Information Extraction from OCRed Documents

Documents obtained from OCR may have not only unknown words and compound words, but also incorrect words due to OCR errors. In their work Miller et. al. (Miller et. al., 2000) have measured the effect of OCR noise on IE performance. Many IE methods work directly on the document image to avoid errors resulting from converting to text. They adopt keyword matching by searching for string patterns and then use global document models consisting of keyword models and their logical relationships to achieve robustness in matching (Lu & Tan, 2004). The presence of OCR errors has a detrimental effect on information access from these documents (Taghva et. al., 2004). However, post processing of these documents to correct these errors exist and have been shown to give large improvements.

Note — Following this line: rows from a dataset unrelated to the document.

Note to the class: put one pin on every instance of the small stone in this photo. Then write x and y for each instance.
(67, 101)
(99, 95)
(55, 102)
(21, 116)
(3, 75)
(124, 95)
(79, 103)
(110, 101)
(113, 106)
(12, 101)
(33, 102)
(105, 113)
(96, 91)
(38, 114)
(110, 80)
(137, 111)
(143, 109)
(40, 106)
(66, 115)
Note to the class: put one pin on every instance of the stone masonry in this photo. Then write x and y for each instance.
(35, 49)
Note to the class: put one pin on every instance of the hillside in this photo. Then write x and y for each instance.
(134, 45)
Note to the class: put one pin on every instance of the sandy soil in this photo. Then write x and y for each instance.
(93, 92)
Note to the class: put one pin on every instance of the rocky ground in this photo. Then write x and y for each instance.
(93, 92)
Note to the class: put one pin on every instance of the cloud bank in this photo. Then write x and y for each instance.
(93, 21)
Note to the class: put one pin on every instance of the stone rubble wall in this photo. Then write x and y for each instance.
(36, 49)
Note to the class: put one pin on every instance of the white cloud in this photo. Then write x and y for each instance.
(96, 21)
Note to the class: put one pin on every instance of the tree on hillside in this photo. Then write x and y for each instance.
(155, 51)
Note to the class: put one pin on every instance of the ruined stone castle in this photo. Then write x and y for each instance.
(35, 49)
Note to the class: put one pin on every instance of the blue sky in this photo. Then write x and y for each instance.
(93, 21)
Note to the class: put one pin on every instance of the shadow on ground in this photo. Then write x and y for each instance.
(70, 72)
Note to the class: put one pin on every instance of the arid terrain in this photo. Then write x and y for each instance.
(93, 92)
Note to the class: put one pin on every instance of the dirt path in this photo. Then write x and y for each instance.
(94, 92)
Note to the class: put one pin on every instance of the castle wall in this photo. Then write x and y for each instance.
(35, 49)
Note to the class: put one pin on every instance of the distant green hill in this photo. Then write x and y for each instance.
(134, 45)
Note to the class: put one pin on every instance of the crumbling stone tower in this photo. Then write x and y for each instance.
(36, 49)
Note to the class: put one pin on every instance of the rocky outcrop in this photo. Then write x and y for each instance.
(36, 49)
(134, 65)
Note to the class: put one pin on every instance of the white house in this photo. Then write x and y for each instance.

Information Extraction from ASRed Documents

The output of an ASR system does not contain case information and punctuations. It has been shown that in the absence of punctuations extraction of different syntactic entities like parts of speech and noun phrases is not accurate (Nasukawa et. al., 2007). So IE from ASRed documents becomes harder. Miller et. al. (Miller et. al., 2000) have shown how IE performance varies with ASR noise. It has been shown that it is possible to build aggregate models from ASR data (Roy & Subramaniam, 2006). In this work topical models are constructed by utilizing inter document redundancy to overcome the noise. In this work only a few natural language processing steps have been used. Phrases have been aggregated over the noisy collection to get to the clean underlying text.

FUTURE TRENDS

More and more data from sources like chat, conversations, blogs, discussion groups need to be mined to capture opinions, trends, issues and opportunities. These forms of communication encourage informal language which can be considered noisy due to spelling errors, grammatical errors and informal writing styles. Companies are interested in mining such data to observe customer preferences and improve customer satisfaction. Online agents need to be able to understand web posts to take actions and communicate with other agents. Customers are interested in collated product reviews from web posts of other users. The nature of the noisy text warrants moving beyond traditional text analytics techniques. There is need for developing natural language processing techniques that are robust to noise. Also techniques that implicitly and explicitly tackle textual noise need to be developed.

CONCLUSION

In this chapter we have looked at information extraction from noisy text. This topic is gaining in importance as more and more noisy data gets generated and useful information needs to be obtained from this. We have presented a survey of existing techniques information extraction techniques. We have also presented some of the future trends in noisy text analytics.

KEY TERMS

Automatic Speech Recognition: Machine recognition and conversion of spoken words into text.

Data Mining: The application of analytical methods and tools to data for the purpose of identifying patterns, relationships or obtaining systems that perform useful tasks such as classification, prediction, estimation, or affinity grouping.

Information Extraction: Automatic extraction of structured knowledge from unstructured documents.

Knowledge Extraction: Explicitation of the internal knowledge of a system or set of data in a way that is easily interpretable by the user.

Noisy Text: Text with any kind of difference in the surface form, from the intended, correct or original text.

Optical Character Recognition: Translation of images of handwritten or typewritten text (usually captured by a scanner) into machine-editable text.

Rule Induction: Process of learning, from cases or instances, if-then rule relationships that consist of an antecedent (if-part, defining the preconditions or coverage of the rule) and a consequent (then-part, stating a classification, prediction, or other expression of a property that holds for cases defined in the antecedent).

TextAnalytics: The process of extracting useful and structured knowledge from unstructured documents to find useful associations and insights.